At the start of the season, not much was expected from Sterling brown, given the glut of guards and forwards on the roster. But when late season injuries beset other rotation players, particularly Malcolm Brogdon and Tony Snell, Brown was given a chance to show his wares.
However, inconsistent play marked his second season and Brown could not take advantage of the many opportunities to secure his spot on the playoff rotation.
In a game against the Hawks last March 31, the Bucks benched most of their regulars and rolled out a starting lineup of Tim Frazier, Bonzie Colson, DJ Wilson, Brook Lopez along with Brown. Brown showed the Bucks what he can do with bigger minutes as he posted an impressive stat line of 27 points 9 rebounds 3 assists and 1 block. He played over 33 minutes and played great team and individual defense. Despite the eventual 1-point loss, Brown’s potential 3 and D role for the Bucks was in full display that night.
While Sterling Brown improved his overall 3-pt field goal shooting to 36%, up from 35% a year before, Brown still has a ways to go before being considered a reliable shooter. His percentage was buoyed by his 55% showing from the corners. However, his 3-ball was terrible from everywhere else. Likewise, Brown has not gotten away from his propensity of throwing pump fakes despite being open, which often results in a tougher shot as his defenders are often able to recover better.
Overall, Brown had a decent season which could have been much better had he been able to take advantage of his playing time. His defense remained reliable, and can become a huge strength moving forward if he learns to be more disciplined and limits his tendency to foul. His rebounding instincts was likewise an underrated aspect of his game as he showed continued improvement throughout the season. Brown’s handles and decision-making were generally bad but most of his issues are correctible moving forward.
Brown remains to be a flawed player who could still vastly improve with continued coaching from Coach Bud’s staff.
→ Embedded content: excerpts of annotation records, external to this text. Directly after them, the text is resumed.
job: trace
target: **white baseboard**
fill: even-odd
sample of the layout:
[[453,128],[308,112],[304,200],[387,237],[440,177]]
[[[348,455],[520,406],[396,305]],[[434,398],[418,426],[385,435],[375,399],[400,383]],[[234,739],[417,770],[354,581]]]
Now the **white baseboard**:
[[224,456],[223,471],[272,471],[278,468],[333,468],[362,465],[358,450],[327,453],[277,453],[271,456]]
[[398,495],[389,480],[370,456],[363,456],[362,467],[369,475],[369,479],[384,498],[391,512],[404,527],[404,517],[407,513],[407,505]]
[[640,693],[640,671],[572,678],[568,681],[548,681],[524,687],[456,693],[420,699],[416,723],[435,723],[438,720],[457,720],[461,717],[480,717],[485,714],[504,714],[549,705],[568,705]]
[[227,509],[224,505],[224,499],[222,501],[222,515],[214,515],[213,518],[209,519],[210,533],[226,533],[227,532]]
Role Next Season: Back up forward; 3 and D defensive specialist
The Bucks’ recent playoff performance showed the Bucks that they were unable to surround Giannis with many consistent shooters. Another aspect missing lacking in their rotation were reliable players who could guard the bigger wings like Kawhi Leonard and Pascal Siakam. As Khris Middleton and Malcolm Brogdon wore down trying to guard Kawhi, the Bucks simply ran out of bodies to throw against him.
If Brown is able to work on his body this offseason, he can be that 3rd wing defender that the Bucks can use as part of the regular rotation. Possessing a lively 6’6 body and good defensive instincts, Brown has the potential to be the perfect back-up to Middleton at the small forward spot. Brown has that unique quality, in that he is athletic enough to effectively chase quick wings as well as strong enough to handle smallball 4s on switches.
With an expiring contract, Brown knows that in order to truly cement his spot with the Bucks, he needs to be an absolute knock-down artist from beyond the arc next season. If Brown can improve his decision-making, ball-handling and is able to shoot more than 40% percent from 3, he will help the Bucks go from an Eastern powerhouse to one of the true championship favorites.